Cette rudesse de sentiment chagrinait ma mère ; mais elle n’osait protester, étant d’un caractère faible, s’annihilant au foyer domestique. Sa protestation muette se traduisait en œuvres de bienfaisance. Quand papa s’absentait pour ses affaires, elle m’emmenait visiter ses pauvres.

J’avais quatorze ans, quand ma bonne mère mourut. J’étais alors une grande fille, vive et robuste, déjà habituée à sortir seule.

J’ai raconté ailleurs, avec mes impressions de fervente palladiste, comment le démon se manifesta visiblement à moi pour la première et la deuxième fois.
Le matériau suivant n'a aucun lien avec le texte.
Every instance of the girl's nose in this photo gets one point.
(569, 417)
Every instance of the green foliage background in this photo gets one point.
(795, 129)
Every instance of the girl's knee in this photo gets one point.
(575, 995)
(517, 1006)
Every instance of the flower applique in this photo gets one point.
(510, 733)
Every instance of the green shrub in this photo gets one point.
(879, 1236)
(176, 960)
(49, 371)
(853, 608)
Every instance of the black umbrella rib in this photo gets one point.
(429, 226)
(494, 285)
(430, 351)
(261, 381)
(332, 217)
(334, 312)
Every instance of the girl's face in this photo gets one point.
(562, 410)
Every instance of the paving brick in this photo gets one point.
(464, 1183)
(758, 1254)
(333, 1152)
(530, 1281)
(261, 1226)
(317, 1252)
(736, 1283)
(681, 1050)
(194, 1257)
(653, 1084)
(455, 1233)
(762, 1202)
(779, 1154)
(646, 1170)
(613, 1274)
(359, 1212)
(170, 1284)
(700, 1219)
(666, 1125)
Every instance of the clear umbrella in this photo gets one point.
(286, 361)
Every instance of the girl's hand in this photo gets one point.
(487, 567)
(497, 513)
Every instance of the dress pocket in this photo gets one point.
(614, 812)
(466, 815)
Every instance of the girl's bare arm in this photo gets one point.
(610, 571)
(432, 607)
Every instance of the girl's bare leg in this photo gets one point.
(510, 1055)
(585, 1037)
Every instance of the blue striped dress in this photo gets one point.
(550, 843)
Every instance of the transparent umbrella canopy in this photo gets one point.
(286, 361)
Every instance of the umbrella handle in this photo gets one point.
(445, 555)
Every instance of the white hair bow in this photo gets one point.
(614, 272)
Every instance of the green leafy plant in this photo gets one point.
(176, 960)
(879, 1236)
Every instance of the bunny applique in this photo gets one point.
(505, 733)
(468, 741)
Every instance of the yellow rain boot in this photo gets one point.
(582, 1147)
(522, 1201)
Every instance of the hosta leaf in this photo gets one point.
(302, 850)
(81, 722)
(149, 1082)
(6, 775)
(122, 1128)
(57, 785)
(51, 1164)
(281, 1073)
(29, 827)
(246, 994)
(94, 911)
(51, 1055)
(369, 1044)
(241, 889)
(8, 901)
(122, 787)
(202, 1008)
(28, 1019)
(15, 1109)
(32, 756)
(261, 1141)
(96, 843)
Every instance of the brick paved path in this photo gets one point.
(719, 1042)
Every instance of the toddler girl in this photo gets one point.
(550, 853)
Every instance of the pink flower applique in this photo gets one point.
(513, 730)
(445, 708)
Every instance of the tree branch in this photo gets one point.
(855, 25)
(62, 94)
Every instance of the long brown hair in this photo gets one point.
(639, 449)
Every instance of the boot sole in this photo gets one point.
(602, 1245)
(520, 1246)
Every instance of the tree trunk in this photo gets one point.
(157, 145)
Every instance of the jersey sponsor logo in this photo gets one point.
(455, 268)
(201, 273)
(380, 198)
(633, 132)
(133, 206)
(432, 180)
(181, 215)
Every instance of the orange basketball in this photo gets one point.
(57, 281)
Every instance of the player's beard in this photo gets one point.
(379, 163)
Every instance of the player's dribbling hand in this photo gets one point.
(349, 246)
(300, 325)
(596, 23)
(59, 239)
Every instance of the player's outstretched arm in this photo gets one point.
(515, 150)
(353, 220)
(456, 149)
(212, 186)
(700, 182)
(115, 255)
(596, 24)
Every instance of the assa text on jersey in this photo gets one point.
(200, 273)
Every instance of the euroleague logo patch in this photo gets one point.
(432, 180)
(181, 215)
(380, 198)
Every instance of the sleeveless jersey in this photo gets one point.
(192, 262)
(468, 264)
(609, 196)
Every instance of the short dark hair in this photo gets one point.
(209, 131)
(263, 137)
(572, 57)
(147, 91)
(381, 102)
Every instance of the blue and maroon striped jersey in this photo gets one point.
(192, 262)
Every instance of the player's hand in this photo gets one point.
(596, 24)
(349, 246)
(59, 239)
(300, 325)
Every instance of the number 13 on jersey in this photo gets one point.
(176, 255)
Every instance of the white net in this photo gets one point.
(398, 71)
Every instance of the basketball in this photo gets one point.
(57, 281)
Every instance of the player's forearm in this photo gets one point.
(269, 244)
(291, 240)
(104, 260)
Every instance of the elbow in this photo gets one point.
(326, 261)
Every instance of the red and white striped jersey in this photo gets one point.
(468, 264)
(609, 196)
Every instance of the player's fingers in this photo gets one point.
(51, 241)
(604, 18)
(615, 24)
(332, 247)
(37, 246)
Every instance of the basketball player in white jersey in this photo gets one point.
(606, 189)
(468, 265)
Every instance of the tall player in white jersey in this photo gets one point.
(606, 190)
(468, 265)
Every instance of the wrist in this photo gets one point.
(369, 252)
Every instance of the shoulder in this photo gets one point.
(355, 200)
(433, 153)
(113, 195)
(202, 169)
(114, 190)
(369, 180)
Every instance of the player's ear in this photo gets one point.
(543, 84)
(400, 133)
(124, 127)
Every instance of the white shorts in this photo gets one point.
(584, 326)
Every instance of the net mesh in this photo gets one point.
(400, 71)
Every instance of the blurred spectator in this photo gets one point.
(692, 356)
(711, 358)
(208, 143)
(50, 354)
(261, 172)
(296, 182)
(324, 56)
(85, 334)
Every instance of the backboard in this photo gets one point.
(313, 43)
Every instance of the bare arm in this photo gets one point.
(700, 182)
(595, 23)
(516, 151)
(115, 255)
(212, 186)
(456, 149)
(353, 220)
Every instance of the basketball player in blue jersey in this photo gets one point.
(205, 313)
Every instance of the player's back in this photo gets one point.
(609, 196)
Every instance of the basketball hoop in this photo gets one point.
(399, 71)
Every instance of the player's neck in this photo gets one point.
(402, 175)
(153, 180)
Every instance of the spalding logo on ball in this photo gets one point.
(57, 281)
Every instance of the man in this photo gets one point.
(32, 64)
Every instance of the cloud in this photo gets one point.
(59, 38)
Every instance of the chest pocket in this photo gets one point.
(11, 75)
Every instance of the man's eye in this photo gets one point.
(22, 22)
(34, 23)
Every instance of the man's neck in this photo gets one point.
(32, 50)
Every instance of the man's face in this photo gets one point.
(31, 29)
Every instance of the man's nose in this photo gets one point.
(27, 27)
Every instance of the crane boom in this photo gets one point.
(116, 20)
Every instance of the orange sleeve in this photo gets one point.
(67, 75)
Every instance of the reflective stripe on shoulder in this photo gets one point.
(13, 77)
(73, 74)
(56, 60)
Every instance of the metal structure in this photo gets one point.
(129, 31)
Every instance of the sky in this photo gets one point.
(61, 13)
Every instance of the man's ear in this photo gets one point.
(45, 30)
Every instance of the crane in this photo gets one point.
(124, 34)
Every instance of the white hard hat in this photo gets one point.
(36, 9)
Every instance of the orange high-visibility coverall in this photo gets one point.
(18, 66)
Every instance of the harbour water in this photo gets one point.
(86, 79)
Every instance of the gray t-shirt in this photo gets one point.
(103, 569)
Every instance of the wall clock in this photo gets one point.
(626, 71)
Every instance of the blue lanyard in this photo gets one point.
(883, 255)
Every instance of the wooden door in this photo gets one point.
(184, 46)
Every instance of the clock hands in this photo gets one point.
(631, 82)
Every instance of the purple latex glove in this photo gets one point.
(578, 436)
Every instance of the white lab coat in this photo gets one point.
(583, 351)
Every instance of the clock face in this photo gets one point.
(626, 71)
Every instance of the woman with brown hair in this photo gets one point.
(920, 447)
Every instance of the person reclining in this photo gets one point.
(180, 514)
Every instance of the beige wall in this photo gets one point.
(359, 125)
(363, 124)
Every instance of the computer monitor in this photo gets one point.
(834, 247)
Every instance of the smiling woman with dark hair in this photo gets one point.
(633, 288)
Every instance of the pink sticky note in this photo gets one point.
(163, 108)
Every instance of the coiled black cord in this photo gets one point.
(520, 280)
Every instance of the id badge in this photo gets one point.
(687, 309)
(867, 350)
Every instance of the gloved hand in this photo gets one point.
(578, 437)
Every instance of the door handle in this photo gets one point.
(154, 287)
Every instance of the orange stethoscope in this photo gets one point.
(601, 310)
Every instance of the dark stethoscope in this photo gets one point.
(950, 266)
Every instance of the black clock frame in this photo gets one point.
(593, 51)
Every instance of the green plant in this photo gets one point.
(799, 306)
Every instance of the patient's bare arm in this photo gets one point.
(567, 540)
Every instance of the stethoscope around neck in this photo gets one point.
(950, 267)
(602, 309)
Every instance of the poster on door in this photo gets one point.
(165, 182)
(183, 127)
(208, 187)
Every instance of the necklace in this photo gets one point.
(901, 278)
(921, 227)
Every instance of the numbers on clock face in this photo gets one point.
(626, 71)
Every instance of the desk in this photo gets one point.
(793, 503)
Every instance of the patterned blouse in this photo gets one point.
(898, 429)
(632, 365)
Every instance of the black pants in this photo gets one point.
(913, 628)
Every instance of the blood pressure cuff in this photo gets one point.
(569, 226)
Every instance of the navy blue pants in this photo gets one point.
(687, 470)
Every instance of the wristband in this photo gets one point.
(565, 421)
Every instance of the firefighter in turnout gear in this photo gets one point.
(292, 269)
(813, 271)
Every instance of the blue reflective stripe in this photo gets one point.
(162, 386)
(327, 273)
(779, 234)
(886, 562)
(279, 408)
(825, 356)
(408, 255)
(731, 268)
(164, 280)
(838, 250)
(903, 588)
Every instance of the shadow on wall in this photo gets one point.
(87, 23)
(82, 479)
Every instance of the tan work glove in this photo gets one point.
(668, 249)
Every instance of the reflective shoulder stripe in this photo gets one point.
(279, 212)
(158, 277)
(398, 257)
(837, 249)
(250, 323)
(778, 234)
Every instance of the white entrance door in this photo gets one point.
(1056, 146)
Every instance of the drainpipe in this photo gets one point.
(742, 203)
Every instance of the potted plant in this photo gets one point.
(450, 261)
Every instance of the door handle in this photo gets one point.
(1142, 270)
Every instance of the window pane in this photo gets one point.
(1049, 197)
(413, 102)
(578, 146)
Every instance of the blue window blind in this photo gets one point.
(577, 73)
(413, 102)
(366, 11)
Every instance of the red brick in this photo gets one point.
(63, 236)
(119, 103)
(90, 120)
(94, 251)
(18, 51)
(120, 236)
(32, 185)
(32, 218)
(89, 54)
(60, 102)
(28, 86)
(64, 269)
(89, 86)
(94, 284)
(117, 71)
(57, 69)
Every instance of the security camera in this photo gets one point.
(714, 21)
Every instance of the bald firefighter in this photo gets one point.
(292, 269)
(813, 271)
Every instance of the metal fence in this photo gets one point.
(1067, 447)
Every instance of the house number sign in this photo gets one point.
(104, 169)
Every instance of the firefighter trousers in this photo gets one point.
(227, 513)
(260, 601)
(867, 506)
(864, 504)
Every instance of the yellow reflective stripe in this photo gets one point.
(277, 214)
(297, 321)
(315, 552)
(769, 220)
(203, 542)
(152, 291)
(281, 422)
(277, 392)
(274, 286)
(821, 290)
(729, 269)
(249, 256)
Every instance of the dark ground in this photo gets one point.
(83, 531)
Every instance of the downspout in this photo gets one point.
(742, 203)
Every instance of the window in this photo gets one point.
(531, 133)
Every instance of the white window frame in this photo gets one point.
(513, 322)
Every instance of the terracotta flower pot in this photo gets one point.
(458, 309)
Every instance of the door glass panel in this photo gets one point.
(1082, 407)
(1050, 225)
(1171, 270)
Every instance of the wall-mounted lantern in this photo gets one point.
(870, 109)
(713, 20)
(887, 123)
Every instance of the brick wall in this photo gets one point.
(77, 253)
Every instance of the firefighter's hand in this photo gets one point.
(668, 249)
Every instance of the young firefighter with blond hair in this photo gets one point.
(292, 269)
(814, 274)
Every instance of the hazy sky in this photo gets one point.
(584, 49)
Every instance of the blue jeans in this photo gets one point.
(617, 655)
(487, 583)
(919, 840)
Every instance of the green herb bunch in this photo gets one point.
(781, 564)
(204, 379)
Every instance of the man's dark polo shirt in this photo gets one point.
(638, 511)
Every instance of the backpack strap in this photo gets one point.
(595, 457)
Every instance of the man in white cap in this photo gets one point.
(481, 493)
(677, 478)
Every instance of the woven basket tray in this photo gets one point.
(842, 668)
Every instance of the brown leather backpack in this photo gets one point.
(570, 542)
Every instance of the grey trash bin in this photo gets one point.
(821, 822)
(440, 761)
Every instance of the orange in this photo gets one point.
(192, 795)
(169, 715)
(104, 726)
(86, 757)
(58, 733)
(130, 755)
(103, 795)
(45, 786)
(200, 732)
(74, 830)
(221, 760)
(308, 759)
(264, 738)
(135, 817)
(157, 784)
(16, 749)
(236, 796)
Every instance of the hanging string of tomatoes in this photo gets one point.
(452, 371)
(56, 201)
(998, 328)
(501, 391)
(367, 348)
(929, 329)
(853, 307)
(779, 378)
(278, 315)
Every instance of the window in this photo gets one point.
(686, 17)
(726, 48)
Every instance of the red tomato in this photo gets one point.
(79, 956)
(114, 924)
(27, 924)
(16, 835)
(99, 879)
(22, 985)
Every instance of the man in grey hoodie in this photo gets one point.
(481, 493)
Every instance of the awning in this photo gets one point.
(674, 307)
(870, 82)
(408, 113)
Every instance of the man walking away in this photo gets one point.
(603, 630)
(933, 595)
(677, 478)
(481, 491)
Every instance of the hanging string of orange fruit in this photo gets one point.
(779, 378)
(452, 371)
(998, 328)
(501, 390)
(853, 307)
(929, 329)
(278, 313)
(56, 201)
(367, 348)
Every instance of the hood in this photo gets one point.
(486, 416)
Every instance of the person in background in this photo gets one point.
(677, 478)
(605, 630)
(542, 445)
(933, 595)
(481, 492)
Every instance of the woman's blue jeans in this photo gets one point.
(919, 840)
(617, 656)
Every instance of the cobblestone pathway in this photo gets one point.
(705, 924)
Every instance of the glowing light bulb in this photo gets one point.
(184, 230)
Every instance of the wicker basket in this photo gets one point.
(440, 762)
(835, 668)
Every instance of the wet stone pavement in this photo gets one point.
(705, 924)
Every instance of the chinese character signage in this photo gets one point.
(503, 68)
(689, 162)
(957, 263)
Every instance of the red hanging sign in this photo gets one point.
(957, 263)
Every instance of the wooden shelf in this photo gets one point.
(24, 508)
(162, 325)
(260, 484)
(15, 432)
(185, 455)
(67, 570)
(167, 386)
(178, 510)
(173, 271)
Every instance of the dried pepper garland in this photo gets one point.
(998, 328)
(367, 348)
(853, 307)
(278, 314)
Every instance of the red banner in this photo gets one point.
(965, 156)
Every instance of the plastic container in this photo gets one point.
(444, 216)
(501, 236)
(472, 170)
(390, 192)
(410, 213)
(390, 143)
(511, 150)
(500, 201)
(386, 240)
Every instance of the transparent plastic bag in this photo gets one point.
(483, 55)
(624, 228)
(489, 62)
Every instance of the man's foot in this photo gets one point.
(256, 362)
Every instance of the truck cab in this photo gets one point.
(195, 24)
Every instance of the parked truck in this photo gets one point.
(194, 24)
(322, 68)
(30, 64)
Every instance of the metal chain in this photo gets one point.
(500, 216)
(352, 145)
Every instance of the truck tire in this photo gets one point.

Or, ce récit se trouve en un recueil dont la lecture n’est possible, sans danger, qu’aux prêtres de Jésus-Christ fortement aguerris contre Satan. Pourtant, je ne saurais passer sous silence, dans ces Mémoires, ces deux manifestations diaboliques, qui influencèrent si fortement ma destinée.

Je referai donc ce double récit, en parfait scrupule de la vérité, mais en m’exprimant de façon à ne pas heurter la foi de mon lecteur d’aujourd’hui.

C’était en 1880, à l’époque des vacances ; j’avais, par conséquent, seize ans passés.

Mon père avait été appelé, par ses affaires, dans la région de Mammoth Cave, à quelque cent kilomètres de Louisville, au sud ; on devait demeurer là tout un mois. Maman m’avait légué une assez forte succession de malheureuses familles ; quelques-unes étaient établies en ces parages, où mon oncle possède une propriété.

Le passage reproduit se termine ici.